As instructional activities shift to online or alternative environments, please stay in close contact with your professors for the most up-to-date information regarding your own classes.
COVID-19 Updates.

Cerro Coso Community College

COVID-19 Faculty Resources

In order to keep our community updated on the latest coronavirus (COVID-19) developments, Cerro Coso is providing this webpage. Our goal is to provide you with resources and the latest news on the coronavirus (COVID-19).

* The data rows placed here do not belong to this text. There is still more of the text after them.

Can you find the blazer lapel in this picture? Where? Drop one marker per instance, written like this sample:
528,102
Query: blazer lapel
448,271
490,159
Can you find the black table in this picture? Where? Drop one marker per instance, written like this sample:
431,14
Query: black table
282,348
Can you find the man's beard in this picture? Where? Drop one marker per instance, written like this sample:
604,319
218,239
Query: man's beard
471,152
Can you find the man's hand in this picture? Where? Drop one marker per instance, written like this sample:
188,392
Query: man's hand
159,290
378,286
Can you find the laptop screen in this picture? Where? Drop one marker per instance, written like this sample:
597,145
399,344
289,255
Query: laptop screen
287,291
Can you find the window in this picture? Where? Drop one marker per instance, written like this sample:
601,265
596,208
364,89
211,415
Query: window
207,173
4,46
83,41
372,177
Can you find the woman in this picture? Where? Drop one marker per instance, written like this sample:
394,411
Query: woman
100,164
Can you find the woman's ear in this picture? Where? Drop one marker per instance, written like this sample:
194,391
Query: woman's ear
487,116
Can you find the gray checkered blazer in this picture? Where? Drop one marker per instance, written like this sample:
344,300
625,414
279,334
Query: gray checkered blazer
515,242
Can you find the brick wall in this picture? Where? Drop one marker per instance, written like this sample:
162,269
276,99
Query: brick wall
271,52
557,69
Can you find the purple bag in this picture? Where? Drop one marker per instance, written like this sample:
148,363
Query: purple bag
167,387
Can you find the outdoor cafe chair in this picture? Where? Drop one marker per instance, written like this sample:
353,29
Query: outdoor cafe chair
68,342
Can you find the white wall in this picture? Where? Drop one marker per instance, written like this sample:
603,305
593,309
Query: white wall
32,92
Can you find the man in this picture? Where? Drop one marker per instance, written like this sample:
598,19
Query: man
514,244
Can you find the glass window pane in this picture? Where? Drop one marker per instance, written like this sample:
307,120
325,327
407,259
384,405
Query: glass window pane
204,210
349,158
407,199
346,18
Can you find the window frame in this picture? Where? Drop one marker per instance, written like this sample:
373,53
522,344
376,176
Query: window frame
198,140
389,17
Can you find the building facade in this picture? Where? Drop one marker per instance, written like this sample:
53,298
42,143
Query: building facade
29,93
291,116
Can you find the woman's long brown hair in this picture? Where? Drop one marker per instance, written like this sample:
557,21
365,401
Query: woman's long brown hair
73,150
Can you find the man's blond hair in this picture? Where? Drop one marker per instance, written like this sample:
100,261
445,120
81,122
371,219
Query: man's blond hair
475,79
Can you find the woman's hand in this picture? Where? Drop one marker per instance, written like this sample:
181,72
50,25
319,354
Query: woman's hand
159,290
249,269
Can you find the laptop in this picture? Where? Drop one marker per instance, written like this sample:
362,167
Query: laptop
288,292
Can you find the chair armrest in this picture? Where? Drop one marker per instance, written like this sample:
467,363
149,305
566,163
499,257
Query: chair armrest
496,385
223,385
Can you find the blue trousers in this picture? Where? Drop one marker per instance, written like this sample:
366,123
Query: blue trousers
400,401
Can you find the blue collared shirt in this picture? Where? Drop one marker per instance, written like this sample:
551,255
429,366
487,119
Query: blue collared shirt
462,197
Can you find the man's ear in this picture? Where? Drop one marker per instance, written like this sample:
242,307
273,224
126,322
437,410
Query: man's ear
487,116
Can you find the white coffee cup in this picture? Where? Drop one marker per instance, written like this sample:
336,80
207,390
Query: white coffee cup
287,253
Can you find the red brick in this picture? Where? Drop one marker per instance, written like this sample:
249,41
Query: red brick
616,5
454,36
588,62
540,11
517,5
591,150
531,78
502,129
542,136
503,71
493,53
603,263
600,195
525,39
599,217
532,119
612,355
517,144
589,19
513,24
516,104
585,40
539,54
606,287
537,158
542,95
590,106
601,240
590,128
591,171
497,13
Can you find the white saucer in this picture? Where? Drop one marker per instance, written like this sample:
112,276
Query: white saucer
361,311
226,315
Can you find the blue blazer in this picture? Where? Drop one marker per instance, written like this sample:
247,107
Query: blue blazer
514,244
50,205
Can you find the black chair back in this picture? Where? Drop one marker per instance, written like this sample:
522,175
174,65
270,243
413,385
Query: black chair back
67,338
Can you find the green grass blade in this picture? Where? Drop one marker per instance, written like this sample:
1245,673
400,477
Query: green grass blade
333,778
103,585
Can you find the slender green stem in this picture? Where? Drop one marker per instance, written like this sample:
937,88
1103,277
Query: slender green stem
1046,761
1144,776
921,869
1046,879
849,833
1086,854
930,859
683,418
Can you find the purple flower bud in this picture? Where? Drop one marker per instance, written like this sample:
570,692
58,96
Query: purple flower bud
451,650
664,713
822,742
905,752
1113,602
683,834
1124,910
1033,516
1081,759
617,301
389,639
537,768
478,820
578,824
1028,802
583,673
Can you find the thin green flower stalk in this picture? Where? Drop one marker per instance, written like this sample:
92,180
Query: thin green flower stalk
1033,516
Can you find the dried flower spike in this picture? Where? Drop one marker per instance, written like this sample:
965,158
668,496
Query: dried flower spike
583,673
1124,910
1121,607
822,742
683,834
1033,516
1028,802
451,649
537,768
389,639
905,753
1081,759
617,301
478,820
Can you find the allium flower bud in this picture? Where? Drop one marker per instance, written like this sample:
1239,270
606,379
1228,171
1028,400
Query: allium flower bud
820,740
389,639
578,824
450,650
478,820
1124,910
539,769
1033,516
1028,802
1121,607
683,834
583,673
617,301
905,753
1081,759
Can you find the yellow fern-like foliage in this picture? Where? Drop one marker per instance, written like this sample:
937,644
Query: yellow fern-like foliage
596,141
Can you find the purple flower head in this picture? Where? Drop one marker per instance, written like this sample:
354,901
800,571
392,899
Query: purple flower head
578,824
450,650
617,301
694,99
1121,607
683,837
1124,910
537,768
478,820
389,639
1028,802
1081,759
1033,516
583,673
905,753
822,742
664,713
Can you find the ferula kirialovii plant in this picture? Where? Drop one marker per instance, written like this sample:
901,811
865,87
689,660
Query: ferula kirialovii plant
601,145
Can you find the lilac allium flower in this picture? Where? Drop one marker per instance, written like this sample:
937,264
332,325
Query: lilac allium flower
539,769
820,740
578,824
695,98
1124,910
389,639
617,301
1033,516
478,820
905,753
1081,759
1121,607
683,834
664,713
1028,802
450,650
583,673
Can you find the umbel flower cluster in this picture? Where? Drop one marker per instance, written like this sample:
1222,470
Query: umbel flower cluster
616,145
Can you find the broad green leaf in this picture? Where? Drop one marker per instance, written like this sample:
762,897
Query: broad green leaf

Update 4/1/2020 for Faculty

As we brace for entering the month of April, here are some new developments and continued guidances in the area of instruction:

  •        Drop students through April 9th who are no longer actively participating in your class – As mentioned in last week’s email, the drop deadline that was originally set for March 27th has been pushed to April 9th, the Thursday of spring break. Dropping students who have disappeared out of your class instead of letting them get F’s or D’s at the end of the semester will help protect their academic record.
  •        What about an incomplete? Last Friday, the Chancellor’s Office released an executive order and guidance memo about modifications to grading policies. Notably, the regulations for giving an “I” grade were not modified other than affirming the coronavirus pandemic qualifies is an “unforeseeable, emergency, and justifiable reason” for needing additional time. But the mechanism for giving an incomplete remains the same, specifically that the instructor states in a written record the condition for the removal of the “I” and that this record must be given to the student (at Cerro Coso, we accept an email exchange as evidence). Bottom line: if the student has disappeared on you, initiate a drop so the student can receive a non-punitive withdrawal; if you are still in contact with the student, you can assess on a student-by-student basis when the use of the “I” is appropriate.
  •        If you are one of the very few instructors whose class has been paused at this time, work with your dean – In this case, neither the drop or the “I” is the right grade. Please work with your dean.
  •        Communicate with your dean if your face-to-face students who transitioned to remote learning need extra time to complete coursework – The same memo and guidance documents mentioned above grant colleges the ability to extend the end date of the term. In context of the week of instruction that was postponed during the transition, you may feel like you need that week back again to get through all the course outcomes. If that’s true, we ask that you communicate with your dean right away. The college has to report the number of courses it is seeking this exemption for.
  •        Continue to use the Early Alert system in Navigate for students who are struggling – And that’s all students, face-to-face, online, or transitioned, and all types of struggling from classroom performance to specific challenges with the transition to basic needs
  •        Refer students to a counselor who ask if they can convert their letter grade to Pass/No Pass – We ask you to be very very cautious about this. As the guidance indicates, students can now ask for P/NP (normally they have to do so by the 30% date), but there are possible transfer ramifications for students at the 4-year level. While the hope is that CSU’s and UC’s will work with students about any P grades earned during this time, the conversation has not been completed and so the status of such grades are still up in the air for transfer purposes. Best option: refer students to a counselor.
  •        Please explicitly tell students if you are recording a Zoom session – Some students have communicated they are uncomfortable with their images being captured and archived. Announcing the recording up front gives them an opportunity to toggle their video off. Also, under no circumstances should class Zoom sessions be uploaded to open public sites such as YouTube. Students in class have an expectation of privacy, and unless waivers are signed by each and every student in the class, we cannot make class sessions generally public.   
  •        If you are teaching in the prisons, no news is good news! - So far the packet-style correspondence education seems to be working out great for our partners and for our students, and so far there have been no plans to restrict or cease this avenue of instruction. So far.
  •        If you are based in Ridgecrest and wish to come to the IWV campus to pick up something or work from your office, let us know in advance – Please fill out and submit the following Coming to Cerro Coso Campus During COVID-19 “Stay at Home” form preferably 1-2 hours before your planned arrival. That way, we know you are on campus for emergency preparedness reasons and we can disinfect your workspace after you leave.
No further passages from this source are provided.